However, even if you are on a tight budget you still have plenty of options for finding quality books for free that don’t involve making a trip to your local library. Here are my favorite ways to do that.

1. Amazon

If you have a Kindle then you have access to Amazon’s daily deals list. This includes free as well as discounted books. Along with the daily deals, they publish monthly deals, countdown deals, and offer a newsletter signup so you can receive email alerts.

2. Barnes & Noble

If you prefer a Nook over a Kindle, Barnes & Noble has a free book list as well. Comic books, fiction, poetry, children’s literature, and more are all available for free.

3. BookLending

If you own a Kindle, many of the books you own can be loaned to other Kindle users… which means, you can borrow other Kindle books as well. The caveat is that Kindle books can only be loaned one time.
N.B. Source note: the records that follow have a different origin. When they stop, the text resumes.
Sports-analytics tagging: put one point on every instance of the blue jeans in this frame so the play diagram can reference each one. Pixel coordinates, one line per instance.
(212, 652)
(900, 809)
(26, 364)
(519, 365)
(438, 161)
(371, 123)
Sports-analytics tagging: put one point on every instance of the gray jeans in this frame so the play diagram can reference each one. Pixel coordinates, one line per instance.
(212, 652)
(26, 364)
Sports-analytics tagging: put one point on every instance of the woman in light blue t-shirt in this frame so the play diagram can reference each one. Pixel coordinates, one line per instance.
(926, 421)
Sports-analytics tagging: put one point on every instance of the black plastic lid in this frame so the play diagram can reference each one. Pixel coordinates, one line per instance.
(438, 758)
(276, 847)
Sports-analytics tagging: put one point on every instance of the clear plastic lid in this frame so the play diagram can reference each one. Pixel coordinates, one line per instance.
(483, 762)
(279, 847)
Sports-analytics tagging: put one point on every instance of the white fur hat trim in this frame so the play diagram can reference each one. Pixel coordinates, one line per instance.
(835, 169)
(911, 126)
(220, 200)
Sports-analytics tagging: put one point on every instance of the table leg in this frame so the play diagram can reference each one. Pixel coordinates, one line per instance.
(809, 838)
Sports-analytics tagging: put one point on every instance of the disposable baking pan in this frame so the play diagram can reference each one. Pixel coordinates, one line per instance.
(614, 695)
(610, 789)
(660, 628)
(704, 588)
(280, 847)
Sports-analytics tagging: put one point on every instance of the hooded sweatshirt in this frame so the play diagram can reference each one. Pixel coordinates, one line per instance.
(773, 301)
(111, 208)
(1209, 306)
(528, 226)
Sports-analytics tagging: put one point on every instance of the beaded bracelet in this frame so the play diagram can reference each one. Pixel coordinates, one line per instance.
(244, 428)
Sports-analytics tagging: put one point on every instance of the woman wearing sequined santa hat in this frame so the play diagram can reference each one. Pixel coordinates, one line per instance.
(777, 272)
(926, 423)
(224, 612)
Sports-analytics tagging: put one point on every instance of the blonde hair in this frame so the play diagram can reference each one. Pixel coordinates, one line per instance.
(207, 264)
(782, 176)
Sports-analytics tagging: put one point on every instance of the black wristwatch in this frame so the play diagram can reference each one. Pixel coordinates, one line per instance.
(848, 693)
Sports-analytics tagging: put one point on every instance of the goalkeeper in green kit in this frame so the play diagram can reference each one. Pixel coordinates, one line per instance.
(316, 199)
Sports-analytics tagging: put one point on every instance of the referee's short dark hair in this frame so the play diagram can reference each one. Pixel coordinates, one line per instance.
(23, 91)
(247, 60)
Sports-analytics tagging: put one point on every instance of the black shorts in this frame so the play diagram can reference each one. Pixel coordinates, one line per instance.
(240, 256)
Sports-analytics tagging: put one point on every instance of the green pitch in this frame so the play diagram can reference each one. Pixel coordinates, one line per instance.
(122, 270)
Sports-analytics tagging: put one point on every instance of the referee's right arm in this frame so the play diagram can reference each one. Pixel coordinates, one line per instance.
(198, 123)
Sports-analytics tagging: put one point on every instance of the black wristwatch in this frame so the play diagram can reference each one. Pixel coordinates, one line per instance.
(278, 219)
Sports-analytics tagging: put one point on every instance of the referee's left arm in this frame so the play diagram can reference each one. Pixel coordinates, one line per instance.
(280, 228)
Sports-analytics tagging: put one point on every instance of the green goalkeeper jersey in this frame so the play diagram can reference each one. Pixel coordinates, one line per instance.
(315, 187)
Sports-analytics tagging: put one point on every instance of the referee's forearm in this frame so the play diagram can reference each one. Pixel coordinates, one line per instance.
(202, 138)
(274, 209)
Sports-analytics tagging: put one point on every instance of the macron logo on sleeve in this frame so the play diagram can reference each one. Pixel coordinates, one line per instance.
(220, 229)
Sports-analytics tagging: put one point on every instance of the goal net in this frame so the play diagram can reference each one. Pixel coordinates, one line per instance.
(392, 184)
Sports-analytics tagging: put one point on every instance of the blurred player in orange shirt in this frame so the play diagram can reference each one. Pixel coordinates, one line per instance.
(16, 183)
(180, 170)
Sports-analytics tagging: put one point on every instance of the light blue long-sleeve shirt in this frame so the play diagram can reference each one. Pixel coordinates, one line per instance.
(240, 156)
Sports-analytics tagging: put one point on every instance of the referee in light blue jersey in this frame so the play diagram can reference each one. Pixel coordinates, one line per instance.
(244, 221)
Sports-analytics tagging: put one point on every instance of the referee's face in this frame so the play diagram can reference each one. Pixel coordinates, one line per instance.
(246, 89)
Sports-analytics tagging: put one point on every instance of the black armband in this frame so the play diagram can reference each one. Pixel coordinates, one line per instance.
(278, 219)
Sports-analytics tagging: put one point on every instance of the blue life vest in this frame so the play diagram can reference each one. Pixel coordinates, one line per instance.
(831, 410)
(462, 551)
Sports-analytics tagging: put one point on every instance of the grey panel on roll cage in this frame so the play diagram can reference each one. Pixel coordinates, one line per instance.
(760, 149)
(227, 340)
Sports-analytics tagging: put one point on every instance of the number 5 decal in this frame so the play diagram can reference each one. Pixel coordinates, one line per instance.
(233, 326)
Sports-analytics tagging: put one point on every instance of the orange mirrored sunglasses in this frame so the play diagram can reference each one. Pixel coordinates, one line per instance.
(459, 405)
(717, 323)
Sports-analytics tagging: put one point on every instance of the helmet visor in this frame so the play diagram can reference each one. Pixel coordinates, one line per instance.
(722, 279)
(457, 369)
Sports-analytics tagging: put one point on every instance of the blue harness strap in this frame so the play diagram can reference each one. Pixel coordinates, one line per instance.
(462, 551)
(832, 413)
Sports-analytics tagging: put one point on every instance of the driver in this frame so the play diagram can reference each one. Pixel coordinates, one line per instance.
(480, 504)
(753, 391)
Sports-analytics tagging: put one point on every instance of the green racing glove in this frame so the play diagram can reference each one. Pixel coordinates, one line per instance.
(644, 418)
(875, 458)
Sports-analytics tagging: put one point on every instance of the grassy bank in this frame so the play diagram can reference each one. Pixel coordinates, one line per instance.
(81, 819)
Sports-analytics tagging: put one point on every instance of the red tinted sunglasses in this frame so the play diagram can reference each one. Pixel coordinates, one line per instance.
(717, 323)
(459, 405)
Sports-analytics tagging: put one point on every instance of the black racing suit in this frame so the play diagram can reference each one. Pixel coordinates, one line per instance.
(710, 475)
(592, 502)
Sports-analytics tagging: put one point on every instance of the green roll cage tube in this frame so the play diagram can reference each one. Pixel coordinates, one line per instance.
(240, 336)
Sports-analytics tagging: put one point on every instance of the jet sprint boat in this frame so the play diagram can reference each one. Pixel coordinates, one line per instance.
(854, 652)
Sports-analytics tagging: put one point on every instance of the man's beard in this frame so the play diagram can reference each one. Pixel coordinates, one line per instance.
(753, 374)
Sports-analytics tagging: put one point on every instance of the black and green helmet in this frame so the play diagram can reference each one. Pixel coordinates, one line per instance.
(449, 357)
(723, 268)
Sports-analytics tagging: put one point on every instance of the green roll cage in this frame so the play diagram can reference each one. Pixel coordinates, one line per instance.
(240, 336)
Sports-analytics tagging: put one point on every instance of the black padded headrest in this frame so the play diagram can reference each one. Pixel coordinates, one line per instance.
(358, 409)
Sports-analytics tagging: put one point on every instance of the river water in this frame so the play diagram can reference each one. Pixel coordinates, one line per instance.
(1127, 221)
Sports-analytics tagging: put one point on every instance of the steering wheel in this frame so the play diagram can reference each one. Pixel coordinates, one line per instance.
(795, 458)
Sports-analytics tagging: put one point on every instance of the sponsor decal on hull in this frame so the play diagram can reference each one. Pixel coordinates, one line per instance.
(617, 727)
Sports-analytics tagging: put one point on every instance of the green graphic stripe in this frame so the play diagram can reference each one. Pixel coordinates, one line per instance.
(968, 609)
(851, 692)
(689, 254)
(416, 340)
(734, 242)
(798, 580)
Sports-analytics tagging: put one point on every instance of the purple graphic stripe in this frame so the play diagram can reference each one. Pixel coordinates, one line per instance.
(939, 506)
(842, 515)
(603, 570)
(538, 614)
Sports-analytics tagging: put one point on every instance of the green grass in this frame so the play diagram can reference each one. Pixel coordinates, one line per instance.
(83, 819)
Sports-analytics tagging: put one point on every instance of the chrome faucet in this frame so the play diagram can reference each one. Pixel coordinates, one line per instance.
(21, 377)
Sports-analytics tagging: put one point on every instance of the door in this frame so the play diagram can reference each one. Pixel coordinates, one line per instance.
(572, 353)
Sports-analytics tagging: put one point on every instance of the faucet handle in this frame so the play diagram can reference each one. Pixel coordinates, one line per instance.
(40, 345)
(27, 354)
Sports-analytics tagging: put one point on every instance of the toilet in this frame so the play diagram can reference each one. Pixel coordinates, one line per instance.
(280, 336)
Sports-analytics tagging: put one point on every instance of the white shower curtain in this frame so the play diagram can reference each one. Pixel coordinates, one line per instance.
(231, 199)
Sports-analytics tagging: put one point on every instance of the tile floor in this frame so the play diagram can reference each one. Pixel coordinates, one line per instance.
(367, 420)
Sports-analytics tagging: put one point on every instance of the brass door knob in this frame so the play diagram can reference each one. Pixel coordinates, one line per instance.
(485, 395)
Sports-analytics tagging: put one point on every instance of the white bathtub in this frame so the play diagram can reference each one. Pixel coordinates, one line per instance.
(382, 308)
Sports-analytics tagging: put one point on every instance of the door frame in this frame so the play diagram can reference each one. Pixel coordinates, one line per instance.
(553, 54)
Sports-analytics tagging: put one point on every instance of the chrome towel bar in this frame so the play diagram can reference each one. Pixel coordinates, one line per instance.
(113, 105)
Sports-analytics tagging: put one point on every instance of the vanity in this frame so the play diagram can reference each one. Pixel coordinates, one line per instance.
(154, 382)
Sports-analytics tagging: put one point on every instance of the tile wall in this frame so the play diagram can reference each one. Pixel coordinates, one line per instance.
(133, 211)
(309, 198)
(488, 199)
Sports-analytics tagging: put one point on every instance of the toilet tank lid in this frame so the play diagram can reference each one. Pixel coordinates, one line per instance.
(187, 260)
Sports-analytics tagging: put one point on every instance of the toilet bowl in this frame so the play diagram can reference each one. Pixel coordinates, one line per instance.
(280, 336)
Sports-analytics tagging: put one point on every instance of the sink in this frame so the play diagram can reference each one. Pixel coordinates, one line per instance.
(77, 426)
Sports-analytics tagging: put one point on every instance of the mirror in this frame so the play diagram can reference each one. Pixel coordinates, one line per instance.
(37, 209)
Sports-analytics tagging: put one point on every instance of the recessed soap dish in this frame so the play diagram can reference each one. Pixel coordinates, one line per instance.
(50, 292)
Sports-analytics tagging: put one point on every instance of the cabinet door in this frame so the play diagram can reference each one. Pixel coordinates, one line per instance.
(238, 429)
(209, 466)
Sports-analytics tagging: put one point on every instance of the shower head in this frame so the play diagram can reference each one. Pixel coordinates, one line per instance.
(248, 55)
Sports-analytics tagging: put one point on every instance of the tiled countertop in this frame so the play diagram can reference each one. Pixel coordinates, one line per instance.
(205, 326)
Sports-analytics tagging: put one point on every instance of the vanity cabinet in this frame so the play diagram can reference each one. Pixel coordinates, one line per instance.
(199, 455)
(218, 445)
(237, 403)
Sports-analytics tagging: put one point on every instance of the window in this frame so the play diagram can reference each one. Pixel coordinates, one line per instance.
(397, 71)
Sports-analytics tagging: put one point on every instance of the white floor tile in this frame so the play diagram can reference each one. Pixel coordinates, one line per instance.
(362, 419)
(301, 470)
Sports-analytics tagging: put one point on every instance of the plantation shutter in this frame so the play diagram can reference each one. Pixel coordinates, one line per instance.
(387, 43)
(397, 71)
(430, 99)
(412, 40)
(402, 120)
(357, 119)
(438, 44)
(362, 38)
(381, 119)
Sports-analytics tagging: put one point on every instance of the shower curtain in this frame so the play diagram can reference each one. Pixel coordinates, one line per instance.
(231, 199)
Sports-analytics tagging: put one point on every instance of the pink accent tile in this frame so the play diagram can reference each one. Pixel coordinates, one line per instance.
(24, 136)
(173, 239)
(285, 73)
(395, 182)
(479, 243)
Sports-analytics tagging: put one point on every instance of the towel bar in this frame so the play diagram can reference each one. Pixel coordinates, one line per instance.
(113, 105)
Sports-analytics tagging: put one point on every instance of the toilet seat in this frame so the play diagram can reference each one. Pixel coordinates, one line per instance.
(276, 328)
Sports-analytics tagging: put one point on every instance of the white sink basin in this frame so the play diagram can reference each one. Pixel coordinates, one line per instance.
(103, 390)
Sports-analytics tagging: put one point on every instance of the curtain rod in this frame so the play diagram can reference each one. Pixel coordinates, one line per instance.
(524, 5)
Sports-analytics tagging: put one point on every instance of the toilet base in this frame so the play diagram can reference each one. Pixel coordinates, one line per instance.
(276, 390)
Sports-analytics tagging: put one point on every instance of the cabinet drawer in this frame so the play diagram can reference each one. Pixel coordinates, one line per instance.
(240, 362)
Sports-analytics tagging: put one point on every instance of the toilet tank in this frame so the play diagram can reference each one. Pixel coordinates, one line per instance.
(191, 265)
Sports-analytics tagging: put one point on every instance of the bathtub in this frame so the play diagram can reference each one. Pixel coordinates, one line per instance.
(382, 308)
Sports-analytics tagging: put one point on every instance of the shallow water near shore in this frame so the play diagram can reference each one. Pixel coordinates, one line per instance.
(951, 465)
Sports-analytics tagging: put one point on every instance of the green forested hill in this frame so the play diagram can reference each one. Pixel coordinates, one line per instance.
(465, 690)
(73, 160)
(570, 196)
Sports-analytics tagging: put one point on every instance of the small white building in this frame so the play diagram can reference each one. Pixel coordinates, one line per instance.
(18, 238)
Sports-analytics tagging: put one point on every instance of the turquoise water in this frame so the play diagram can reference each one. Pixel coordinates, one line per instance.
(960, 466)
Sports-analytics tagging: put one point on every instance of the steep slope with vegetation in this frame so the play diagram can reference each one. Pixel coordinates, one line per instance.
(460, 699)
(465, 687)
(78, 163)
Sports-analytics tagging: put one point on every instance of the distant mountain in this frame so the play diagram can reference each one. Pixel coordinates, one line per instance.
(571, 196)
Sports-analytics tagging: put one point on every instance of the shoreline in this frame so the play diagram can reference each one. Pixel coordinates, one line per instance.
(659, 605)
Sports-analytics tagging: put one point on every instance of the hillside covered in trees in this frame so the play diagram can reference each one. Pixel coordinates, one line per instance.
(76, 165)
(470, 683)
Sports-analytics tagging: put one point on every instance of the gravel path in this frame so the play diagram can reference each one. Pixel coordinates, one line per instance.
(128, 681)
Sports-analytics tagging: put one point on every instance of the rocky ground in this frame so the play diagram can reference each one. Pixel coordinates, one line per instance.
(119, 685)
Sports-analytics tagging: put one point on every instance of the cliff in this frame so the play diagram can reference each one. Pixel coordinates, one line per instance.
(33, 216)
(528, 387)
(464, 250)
When you loan a book, the recipient gets 14 days to read the book. Then, at the end of the lending period, the original owner automatically gets that book back in their Kindle library.

Many people might own the same book, so if you have a particular book that you really love, you could borrow it again from someone else. Sharing books this way to friends or family would also be convenient.

The best part of this service is that all loaned books are managed for you. Borrow, lend, and it is all handled automatically through Amazon’s lending program, managed by BookLending. Never worry about not getting your books back.

On the website, you can choose to borrow, lend, or both. It’s a convenient interface and works well if you want to access a particular book that your library does not carry.

4. Project Gutenberg

This volunteer project focuses mainly on older works in the public domain. Many pieces of classic literature no longer have a copyright since they are so old. So, they can be accessed for free by anyone.

All the books are sorted into categories, and the list is extensive. Within each category, the individual books are displayed in various formats. Kindle, PDF, EPub, and other formats are available, although not every book is available in every format.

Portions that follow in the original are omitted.